A Study of the Translational and Rotational Velocities of a Cylinder Slipping Down a Channel at Low Reynolds Number Conditions
An investigation into the behaviour of a dense cylinder rolling down a smooth inclined narrow channel was conducted at highly laminar flow conditions to simulate particle rotation behaviour at a microfluidic scale. The main variables were channel incline [15°<θ<75°] and cylinder diameter to channel height ratio [22%, 80%, 82%]. The experiment was undertaken in a rectangular Perspex channel [100 x 11 x 400 mm] filled with UCON 75-H-90 at a typical viscosity of 47.5 Pa.s (19°C). The cylinders were found to start slipping at 8.5° elevation, suggesting a static friction factor of 0.05. Relatively little rolling was observed compared to slipping at angles above 15°.
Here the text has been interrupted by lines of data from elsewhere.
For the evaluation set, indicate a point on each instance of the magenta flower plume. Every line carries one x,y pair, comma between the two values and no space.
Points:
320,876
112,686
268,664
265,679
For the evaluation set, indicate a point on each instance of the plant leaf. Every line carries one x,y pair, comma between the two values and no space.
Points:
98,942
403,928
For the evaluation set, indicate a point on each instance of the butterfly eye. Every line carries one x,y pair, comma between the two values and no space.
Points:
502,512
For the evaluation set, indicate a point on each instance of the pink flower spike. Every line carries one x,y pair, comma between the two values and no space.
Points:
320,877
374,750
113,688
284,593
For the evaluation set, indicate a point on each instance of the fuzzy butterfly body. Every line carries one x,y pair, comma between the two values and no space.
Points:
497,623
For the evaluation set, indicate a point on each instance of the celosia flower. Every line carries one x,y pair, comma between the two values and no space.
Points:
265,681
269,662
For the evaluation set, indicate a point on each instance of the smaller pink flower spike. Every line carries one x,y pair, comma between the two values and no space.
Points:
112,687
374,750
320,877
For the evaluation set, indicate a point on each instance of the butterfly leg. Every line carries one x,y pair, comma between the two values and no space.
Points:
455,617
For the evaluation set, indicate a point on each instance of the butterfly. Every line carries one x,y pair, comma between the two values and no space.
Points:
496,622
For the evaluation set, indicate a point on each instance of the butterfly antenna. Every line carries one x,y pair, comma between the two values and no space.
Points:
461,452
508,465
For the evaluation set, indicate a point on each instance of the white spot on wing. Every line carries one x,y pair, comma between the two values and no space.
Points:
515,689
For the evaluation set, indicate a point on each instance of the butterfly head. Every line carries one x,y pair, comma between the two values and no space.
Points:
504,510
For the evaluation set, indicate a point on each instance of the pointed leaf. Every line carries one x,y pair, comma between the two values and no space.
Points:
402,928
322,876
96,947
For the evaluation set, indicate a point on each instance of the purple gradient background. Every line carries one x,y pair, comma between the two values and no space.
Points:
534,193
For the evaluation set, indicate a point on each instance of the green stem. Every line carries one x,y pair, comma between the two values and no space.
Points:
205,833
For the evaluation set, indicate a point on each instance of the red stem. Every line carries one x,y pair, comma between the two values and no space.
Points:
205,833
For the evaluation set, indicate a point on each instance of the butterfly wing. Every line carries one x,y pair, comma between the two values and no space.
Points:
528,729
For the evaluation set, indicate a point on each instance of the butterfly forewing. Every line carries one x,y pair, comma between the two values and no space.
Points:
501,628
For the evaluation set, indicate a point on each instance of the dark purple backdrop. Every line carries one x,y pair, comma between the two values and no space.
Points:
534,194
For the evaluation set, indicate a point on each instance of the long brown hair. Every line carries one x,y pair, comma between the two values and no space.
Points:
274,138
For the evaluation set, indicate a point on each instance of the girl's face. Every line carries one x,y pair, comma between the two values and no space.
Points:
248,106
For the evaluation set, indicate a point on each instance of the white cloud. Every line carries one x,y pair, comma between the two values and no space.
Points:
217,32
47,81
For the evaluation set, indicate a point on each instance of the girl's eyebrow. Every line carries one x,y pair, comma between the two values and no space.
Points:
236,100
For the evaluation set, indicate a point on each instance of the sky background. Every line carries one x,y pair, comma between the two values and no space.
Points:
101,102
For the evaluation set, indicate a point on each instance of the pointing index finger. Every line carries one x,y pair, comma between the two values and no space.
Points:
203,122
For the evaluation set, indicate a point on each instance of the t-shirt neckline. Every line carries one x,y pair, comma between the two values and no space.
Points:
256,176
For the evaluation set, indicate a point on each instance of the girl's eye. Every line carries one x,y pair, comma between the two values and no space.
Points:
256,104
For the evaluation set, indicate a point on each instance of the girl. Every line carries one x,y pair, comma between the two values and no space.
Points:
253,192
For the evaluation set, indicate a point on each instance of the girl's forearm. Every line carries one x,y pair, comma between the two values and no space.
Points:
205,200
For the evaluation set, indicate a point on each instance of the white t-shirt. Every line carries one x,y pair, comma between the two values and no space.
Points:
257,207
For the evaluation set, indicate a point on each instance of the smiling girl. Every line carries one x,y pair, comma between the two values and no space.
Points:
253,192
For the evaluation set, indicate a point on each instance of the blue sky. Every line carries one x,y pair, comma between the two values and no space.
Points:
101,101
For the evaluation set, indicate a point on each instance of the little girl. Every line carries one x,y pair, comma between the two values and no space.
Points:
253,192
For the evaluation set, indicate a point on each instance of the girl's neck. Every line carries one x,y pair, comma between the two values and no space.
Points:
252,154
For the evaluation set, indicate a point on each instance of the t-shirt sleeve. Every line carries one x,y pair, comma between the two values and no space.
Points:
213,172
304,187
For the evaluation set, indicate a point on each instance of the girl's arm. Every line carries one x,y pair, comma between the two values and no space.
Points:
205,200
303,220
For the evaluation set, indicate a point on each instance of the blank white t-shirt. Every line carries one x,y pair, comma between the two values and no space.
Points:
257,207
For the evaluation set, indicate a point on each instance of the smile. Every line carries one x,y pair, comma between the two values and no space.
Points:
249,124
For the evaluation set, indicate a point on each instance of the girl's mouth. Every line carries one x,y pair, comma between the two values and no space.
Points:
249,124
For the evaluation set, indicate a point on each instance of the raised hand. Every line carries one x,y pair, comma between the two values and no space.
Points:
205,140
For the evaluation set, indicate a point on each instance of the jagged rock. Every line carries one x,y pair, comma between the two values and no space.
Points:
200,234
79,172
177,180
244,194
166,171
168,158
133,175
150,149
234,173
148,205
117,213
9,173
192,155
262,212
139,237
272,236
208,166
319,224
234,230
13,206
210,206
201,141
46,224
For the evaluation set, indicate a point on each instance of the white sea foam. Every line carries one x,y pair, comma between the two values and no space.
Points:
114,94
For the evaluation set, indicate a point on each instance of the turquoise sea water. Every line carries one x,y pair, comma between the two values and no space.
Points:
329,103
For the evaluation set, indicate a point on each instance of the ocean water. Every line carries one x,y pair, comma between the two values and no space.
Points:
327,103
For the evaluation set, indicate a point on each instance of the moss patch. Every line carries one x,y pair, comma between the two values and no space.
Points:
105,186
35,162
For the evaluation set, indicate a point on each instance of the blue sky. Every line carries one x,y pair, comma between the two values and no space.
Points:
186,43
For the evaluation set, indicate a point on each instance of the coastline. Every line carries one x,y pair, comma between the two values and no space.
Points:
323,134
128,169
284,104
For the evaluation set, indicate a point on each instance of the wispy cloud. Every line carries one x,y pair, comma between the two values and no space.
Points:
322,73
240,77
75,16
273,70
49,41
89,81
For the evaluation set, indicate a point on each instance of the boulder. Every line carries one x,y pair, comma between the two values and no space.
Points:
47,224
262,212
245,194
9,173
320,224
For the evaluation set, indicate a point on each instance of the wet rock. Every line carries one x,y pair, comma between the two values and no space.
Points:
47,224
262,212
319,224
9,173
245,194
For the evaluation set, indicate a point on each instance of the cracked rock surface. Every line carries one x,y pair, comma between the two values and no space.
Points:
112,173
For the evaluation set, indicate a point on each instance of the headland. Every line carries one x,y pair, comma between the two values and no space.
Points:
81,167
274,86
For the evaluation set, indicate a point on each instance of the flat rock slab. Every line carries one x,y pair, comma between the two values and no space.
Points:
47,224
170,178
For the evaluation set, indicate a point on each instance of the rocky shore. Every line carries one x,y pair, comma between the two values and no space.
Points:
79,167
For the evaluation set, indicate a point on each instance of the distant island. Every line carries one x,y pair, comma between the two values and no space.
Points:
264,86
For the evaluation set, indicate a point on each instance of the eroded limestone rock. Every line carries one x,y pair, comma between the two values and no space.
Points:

Cylinders with a small diameter to channel height ratio maintained frictional rolling throughout the range of channel angles, whereas the large diameter to channel height ratio cylinders stopped rotating at 45-60°, and rolled counter to contact friction at steeper angles. The results suggested that the hydrodynamic torque on the cylinders increased proportionally with channel angle and was amplified by decreasing the gap between the top wall and the cylinder in the channel.